The Christmas tree originates from the tree worshipping tradition, as in the ancient Egyptian branch decorations and the Roman ornaments that attach olive branches to candlesticks. Fir trees were first used in the Eighth century when the missionary Odin, with the intention of putting an end to the barbaric tradition of sacrificing humans on oak trees, pointed to a nearby fir tree and proclaimed, “Carry these branches back to your houses and celebrate the birth of baby Jesus.”

The name Santa Claus comes from St. Nicolas, who was born in AD 279 in Asia Minor. The tale of Santa Claus gained prominence as the saint’s philanthropic work became known around the world, first through the name “Sinterklaas” by American inhabitants of Dutch origin, who later changed it to the more familiar name of Santa Claus. Santa’s red outfit comes from a 1931 advertisement by the Coca Cola Company. Fearing the annual loss in sales during the winter, the company combined Santa’s features with Coca Cola’s distinctive red logo, thus creating the image of today’s Santa.

I once happened to watch a TV ad on The Missing Rudolph. Perhaps Rudolph has been slacking off (“My sleigh is way too heavy!”).

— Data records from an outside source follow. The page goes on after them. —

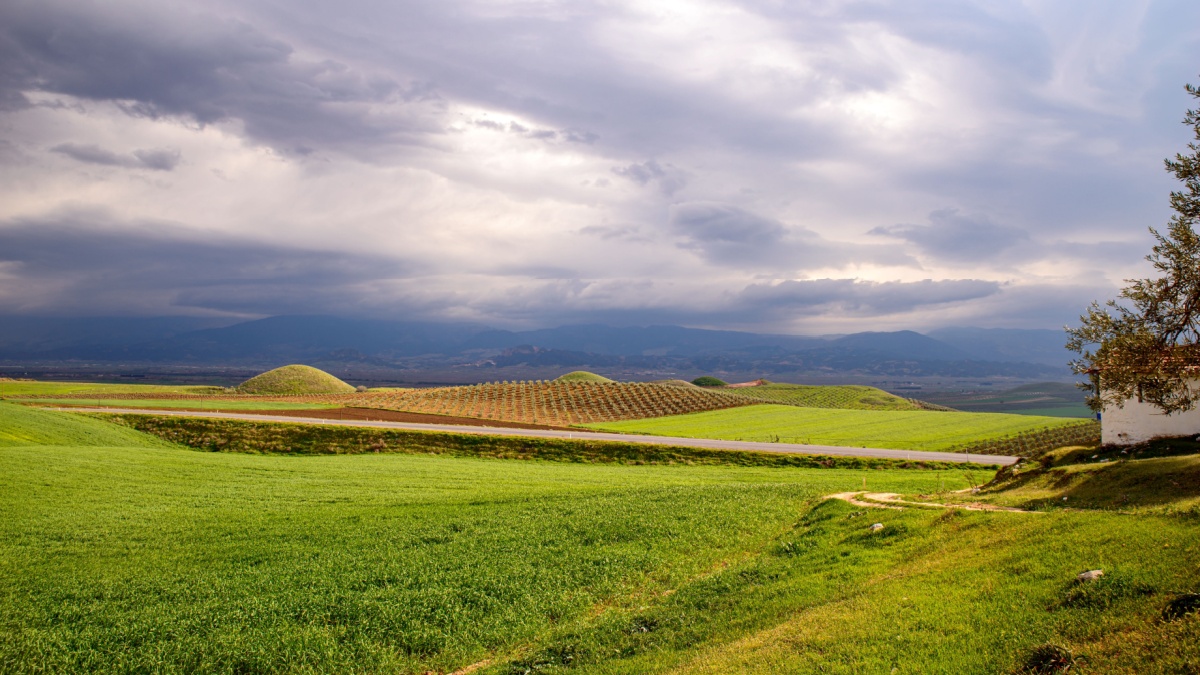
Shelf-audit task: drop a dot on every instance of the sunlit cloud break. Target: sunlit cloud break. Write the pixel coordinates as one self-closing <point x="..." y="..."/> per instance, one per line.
<point x="804" y="168"/>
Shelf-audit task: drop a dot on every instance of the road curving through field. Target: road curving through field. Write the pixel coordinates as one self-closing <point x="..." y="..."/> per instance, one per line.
<point x="711" y="443"/>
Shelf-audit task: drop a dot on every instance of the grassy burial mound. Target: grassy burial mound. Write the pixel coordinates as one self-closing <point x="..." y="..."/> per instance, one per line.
<point x="904" y="430"/>
<point x="555" y="402"/>
<point x="845" y="396"/>
<point x="582" y="376"/>
<point x="292" y="381"/>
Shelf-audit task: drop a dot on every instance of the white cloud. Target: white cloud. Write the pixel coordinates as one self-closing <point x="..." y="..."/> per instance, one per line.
<point x="549" y="161"/>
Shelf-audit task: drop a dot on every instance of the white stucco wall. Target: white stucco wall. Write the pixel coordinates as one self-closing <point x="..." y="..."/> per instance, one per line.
<point x="1137" y="422"/>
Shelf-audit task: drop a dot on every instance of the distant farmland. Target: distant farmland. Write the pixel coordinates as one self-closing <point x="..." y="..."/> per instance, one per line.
<point x="905" y="430"/>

Rudolph is also a product of the modern advertisement. In 1939, Robert May, an employee at the advertising department of Chicago’s Montgomery Wards, devised the character of Rudolph for Christmas ads. Rumors abounded as to the reason why Rudolph’s nose was so red, ranging from explanations such as alcoholism, the cold, and even ticks. How fast should the sleigh be to deliver the presents to children all around the world in a single evening? And what about its size? It’s a wonder Santa Claus hasn’t been sued yet for animal abuse.

This year’s economic downturn has led to projections of a blue Christmas. Despite this gloomy forecast, I hope that at least our hearts may be filled with joy. Merry Christmas!